Sort of an oddity...despite that the Fifth Circuit has expressly and openly ignored Supreme Court death penalty precedent (even for cases on remand), the Ninth is the one with the bad rap...
Posted by: Res ipsa | Oct 8, 2009 9:23:47 AM
Res ipsa --
The Ninth Circuit got its bad rap the old-fashioned way; it earned it.
See the reversal statistics compiled by the Harvard Law Review, in paricular in Table II, p. 427.
http://www.harvardlawreview.org/issues/119/Nov05/Statistics.pdf
Posted by: Bill Otis | Oct 8, 2009 10:10:10 AM
Facts of Young are significantly different from Carr. Carr's travel took place before SORNA and his failure to register did not violate federal law at the time he arrived in his new state. Young's travel and failure to register took place after passage of SORNA and issuance of AG regs, so he cannot avail himself of statutory defenses that permit avoidance of constitutional issue in Carr.

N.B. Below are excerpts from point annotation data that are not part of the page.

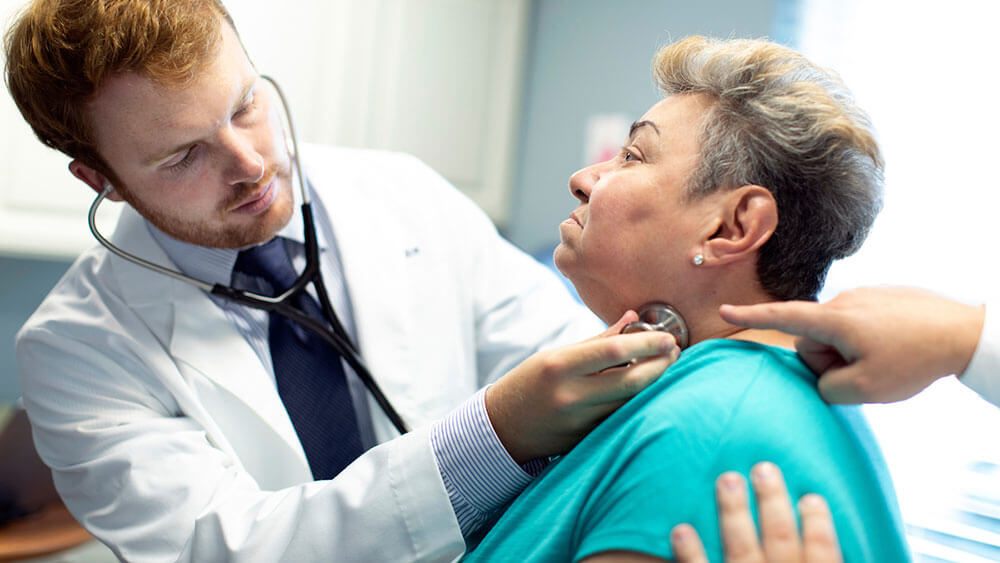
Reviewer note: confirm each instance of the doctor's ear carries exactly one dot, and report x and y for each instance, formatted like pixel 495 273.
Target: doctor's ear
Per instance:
pixel 97 181
pixel 749 216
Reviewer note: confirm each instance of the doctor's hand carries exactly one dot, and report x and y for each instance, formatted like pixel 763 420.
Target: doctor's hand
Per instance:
pixel 780 540
pixel 545 405
pixel 873 344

Posted by: margy love | Oct 8, 2009 11:43:54 AM
Bill--no doubt the Ninth is on the liberal fringe, which is why it gets reversed so frequently. (Though I imagine that the Warren era would have been kinder to the sprawling Ninth.) I'm not suggesting that the Ninth doesn't deserve some type of bad rap/mockery.
I was just suggesting that, when comparing a circuit that issues opinions that the Supreme Court considers too liberal versus a circuit that openly flouts the Supreme Court's direct orders, even on remand, the latter is deserving of far more chastisement. To my knowledge, the opposite has occurred.